5 Août 1940
Je viens de faire quelque chose de mal. De très très mal. Tellement mal que je suis persuadée qu'on va m'envoyer en enfer pour ça. J'ai volé quelque chose à quelqu'un. J'ai même du mal à l'écrire. Cela ne me ressemble pas. Je suis pas une voleuse habituellement. Et s'il le découvre, c'est sûr, je vais passer un très mauvais quart d'heure. Peut-être même que je vais me faire tuer, allons savoir.
Mais je n'ai pas réfléchi ! Je l'ai vu au pied de son lit sans surveillance. Je me suis approchée lentement, et je l'ai pris délicatement. Sans bruit, sans trace, sans preuves. Je ne voulais pas le voler au départ, ce fut plus fort que moi. Je n'ai pas réfléchi une fois que je l'avais dans les mains. J'aurai du le reposer. Il est posé là devant moi sur mon lit. Je n'ose y croire et pourtant, je l'ai fait. J'ai été très imprudente. Comment je vais pouvoir le rendre ? Car il est évident que je vais le remettre à sa place. Devrais-je le perdre ? Ou le garder ? Question de survie.

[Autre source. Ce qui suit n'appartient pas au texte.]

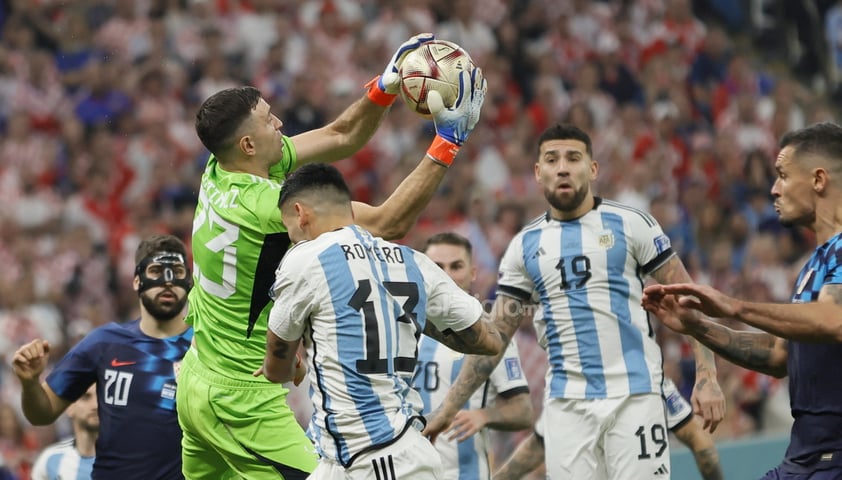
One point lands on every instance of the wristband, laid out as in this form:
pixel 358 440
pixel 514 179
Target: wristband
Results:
pixel 442 151
pixel 379 96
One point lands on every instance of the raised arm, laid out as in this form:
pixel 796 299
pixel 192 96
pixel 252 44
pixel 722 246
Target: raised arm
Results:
pixel 41 406
pixel 758 351
pixel 507 313
pixel 708 399
pixel 819 321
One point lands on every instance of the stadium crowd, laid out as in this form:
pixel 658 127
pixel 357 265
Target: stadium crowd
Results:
pixel 684 101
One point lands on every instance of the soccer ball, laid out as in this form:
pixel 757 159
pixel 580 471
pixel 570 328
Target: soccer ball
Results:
pixel 435 66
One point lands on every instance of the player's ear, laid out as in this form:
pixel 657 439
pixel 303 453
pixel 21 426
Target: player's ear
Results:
pixel 303 214
pixel 246 144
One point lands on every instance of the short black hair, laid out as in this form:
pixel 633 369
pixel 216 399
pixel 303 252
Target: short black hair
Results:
pixel 159 244
pixel 449 238
pixel 565 131
pixel 824 139
pixel 313 177
pixel 221 115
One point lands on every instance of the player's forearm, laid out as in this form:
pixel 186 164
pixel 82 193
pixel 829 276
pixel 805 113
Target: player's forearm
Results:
pixel 475 371
pixel 705 360
pixel 395 217
pixel 510 414
pixel 819 322
pixel 752 350
pixel 37 407
pixel 527 457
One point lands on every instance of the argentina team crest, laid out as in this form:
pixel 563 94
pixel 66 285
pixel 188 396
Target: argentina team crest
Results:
pixel 606 239
pixel 662 243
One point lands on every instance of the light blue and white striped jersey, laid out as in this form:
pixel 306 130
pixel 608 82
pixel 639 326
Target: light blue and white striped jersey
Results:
pixel 61 461
pixel 587 277
pixel 437 369
pixel 361 304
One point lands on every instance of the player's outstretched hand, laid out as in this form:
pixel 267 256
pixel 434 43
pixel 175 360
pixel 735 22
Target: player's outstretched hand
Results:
pixel 437 422
pixel 454 124
pixel 30 360
pixel 703 298
pixel 390 81
pixel 708 401
pixel 667 309
pixel 300 370
pixel 466 423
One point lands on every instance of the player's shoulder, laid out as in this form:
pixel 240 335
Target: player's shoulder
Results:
pixel 627 212
pixel 60 447
pixel 115 330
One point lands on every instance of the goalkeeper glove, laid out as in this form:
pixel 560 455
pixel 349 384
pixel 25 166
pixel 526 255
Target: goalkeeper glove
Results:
pixel 454 124
pixel 383 88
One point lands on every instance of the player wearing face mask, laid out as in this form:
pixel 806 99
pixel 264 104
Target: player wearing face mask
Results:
pixel 133 366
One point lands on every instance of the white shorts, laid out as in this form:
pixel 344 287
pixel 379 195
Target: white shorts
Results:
pixel 411 457
pixel 679 410
pixel 612 438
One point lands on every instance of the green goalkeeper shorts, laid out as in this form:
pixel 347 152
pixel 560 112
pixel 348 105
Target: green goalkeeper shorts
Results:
pixel 238 429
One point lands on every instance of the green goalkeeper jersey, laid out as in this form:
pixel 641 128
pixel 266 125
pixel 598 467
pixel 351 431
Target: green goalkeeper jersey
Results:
pixel 238 242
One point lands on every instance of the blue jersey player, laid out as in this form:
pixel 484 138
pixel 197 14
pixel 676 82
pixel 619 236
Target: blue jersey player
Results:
pixel 134 367
pixel 802 339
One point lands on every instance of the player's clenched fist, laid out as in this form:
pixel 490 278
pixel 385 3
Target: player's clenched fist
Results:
pixel 30 360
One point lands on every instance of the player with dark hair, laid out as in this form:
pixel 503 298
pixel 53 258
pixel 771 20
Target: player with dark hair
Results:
pixel 235 423
pixel 503 403
pixel 133 366
pixel 359 304
pixel 584 261
pixel 802 339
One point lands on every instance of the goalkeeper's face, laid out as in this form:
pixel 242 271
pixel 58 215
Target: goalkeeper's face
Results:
pixel 266 134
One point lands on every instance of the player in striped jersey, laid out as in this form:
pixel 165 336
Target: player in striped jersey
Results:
pixel 72 459
pixel 803 339
pixel 133 366
pixel 502 403
pixel 359 303
pixel 584 263
pixel 231 420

J'ai devant moi le carnet de Martin. Une sorte de cahier vert avec des bouts cornés et des pages ondulées, comme si elles avaient pris l'eau. Le carnet doit le suivre depuis un certain moment. Je l'ouvre ?

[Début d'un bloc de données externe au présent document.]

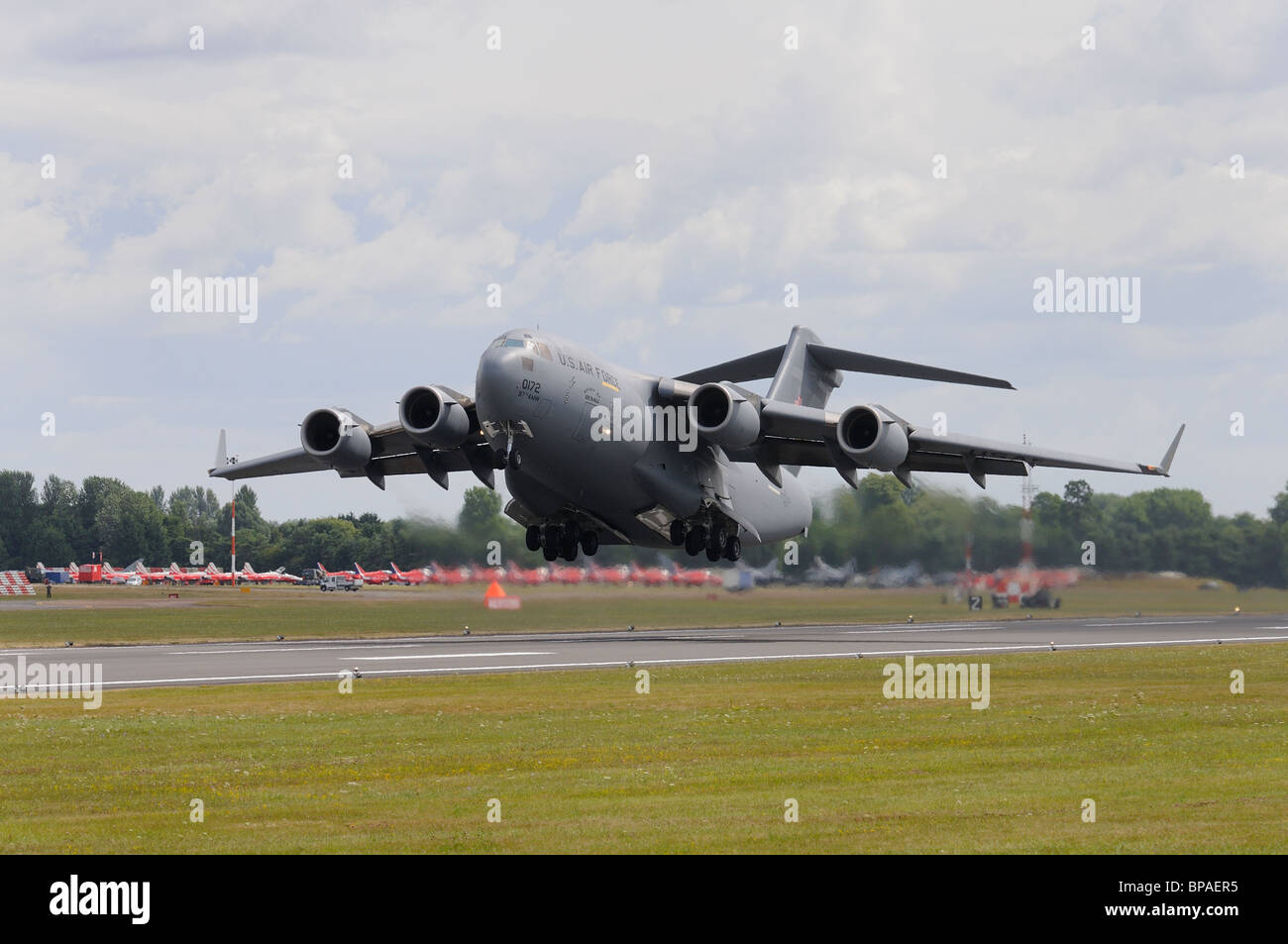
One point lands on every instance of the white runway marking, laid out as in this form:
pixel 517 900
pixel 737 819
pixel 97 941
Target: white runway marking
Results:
pixel 918 629
pixel 621 664
pixel 1155 622
pixel 443 656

Je l'ai ouvert. J'ai feuilleté les pages délicatement. Je ne veux pas compromettre ce carnet. Une seule déchirure, corne ou marque de crayon viendrait me trahir. J'espère qu'il soupçonnera un de ses camarades. Je ne préfère même pas imaginer ce qu'il se passera s'il apprend que c'est moi qui l'ait. Tout est écrit en allemand dedans. Son écriture est agréable, beaucoup de boucles. Je dirai même qu'il a une écriture féminine. J'ai naïvement pensé qu'il écrirait en français. Au moins, j'aurai pu me mettre quelque chose sous la dent. Je repère des dates, mais elles ne se suivent pas, quelques mots que je reconnais mais je ne saisis pas le sens des phrases. Il y a des « J » majuscules aussi. Il doit sûrement se plaindre de Jäger. Ce « J » revient beaucoup quand même. Et si c'était son journal ? Pourquoi je ne parle pas allemand ??!!!! S'il écrit autant de choses inavouables que moi, je détiens un véritable trésor ! Mais un sacré trésor caché, alors que le mien, il pourrait le lire sans problème. Il faut que je te trouve une meilleure cachette que mon armoire.
Je viens de découvrir une enveloppe. Il y a des lettres à l'intérieur. Je vois que l'un des expéditeurs se nomme Ernst Krause et l'autre Katarina Schmidt. Martin ne m'a jamais parlé de l'un ou de l'autre. J'ai ouvert sa correspondance. Je suis la parfaite incarnation du diable. Pourquoi je fais ça ? Pourquoi ?
Sur la lettre de Ernst, j'ai distingué le mot « Freund ». Je me souviens que cela veut dire « ami ». Ernst est donc un ami de Martin. Il doit même être un ami assez proche pour lui écrire pendant la guerre. La lettre de Katarina m'a donné mal au ventre. « Ich küsse dich », « Meine Liebe », un cœur dessiné. Je ne suis pas dupe... Une boule s'est formée dans ma gorge. Je reconnais bien ces mots là. Cette Katarina doit être sa petite amie. Ou pire, sa fiancée ou sa femme. Martin a 23 ans, il doit avoir une vie. Ce qui ferait de moi... Rien, en fait vu qu'il ne se passe des choses que dans ma tête ! Je ne suis rien pour lui. Ouf ! J'aurai pu avoir le titre de Maîtresse en chef !
Tiens le prénom de Colette apparaît aussi. Enfin je le déchiffre. « Kolett ». L'écriture a l'air plus vive. Les traits sont plus vifs, tirés. Plus aucune boucle, que des traits. C'et une lettre qu'il est en train d'écrire, pas encore postée. Surement pour son ami Ernst.
Ceci dit, « J », ça peut aussi dire Joséphine.